Twenty years ago Scott Klusendorf was serving as an associate pastor in southern California when he was invited to attend a pro-life breakfast.
What he heard there changed his life forever.

“The speaker gave what I thought was one of the most persuasive and cogent defenses of the pro-life view I’d ever heard,” Klusendorf told the TEXAN. “And that was persuasive enough. But then he showed images of what abortion is. And I’m telling you, when I saw those images, I knew that ? I needed to change fundamentally who and what I was.”

So he resigned from his position on the church staff and launched a ministry of equipping pro-lifers to make a persuasive case for their position.
After serving on the staffs of two other ministries, he founded the Life Training Institute in 2004. As president of the Colorado-based organization, Klusendorf produces resources and travels the country to make rational arguments against abortion.

His book “The Case for Life” along with articles and other resources are available on the Life Training Institute’s website, prolifetraining.com.
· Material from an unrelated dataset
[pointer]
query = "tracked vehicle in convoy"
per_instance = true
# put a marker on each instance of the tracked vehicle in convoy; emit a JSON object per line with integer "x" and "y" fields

The site also provides information on the organization’s speaking team, which is available to address churches and youth groups.

To date Klusendorf’s instruction has taught thousands of believers how to defend the pro-life view in two minutes or less.

“First of all, we teach pro-life Christians how to make a scientific case for the humanity of the unborn, using science to demonstrate that from the earliest stages of development, each of us was a distinct, living and whole human being,” Klusendorf said. “We use philosophy to demonstrate that there’s no essential difference between the embryo we once were and the adults we are today that would justify killing us at that earlier stage of development.”

Among the forums where he has made pro-life presentations are Christian camps, crisis pregnancy center events, high schools and university campuses. Klusendorf also participates regularly in debates with abortion defenders, including a former president of the ACLU.

These events have made a tangible difference in the lives of Christian youth, according to Klusendorf.

“It’s staggering to listen to the response from Christian kids,” he said. “They say, ‘No one has ever talked to us about this. We have heard people say abortion’s wrong, but they don’t give us the tools of thought we need to defend a pro-life view.'”

For some teens, the effect of Klusendorf’s presentations has been very personal. After he spoke at a Christian summer camp, three girls in one youth group confessed having abortions and resolved to warn their friends against making the same mistake.

But the impact went much further than one youth group. Klusendorf made weekly presentations at the same camp throughout the summer, training thousands of teens how to combat relativism and answer pro-choice rhetoric.

“At the end of that summer, we had trained 10,000 kids, and the e-mails we got back from parents and from students were unbelievable,” he said. “Some of them read things like this: We’ve been going to Christian camps for years and have never gotten the content we needed to make a difference in the real world where we live, and this is doing that.”

Following a presentation at a Catholic high school in Baltimore, Klusendorf received an e-mail from a 15-year-old girl. Though she determined in advance to sleep through the event, she told him that it captivated her and completely changed her views on abortion.

According to Klusendorf, similar pro-life success stories can happen in any local church that is willing to address the issue in a bold, intelligent and compassionate manner. He emphasizes, though, that merely identifying abortion as an evil often is not enough to stimulate life transformation.

“Many churches do a fair job at least identifying the issue, saying, ‘You know, human beings are made in God’s image, and because we bear God’s image, we shouldn’t shed innocent blood.’ That message needs to get out, but we’ve got to go a step further. We’ve got to equip our people to engage those around them,” he said.

Such equipping must include presenting the gospel as a source of healing and forgiveness for men and women who have experienced the trauma of abortion, he said. Klusendorf added that to be truly pro-life, a congregation must hear preaching on the value of human beings and receive practical training on how to confront abortion in the culture.

“We don’t have a lot of pro-life churches,” he said. “We have a lot of churches who claim to be pro-life.”

Though the task may seem daunting, Klusendorf said pastors can fight successfully against abortion and save lives. Gospel-saturated preaching and simple training to defend the truth are the keys, he said.

“Pastors need to realize they can win on the abortion issue if they deal with it the right way,” he said. “It does not have to be a losing issue for them. If they will preach with conviction on it and at the same time present the gospel as the antidote that people need if they’ve sinned on this issue, it can be a win-win.”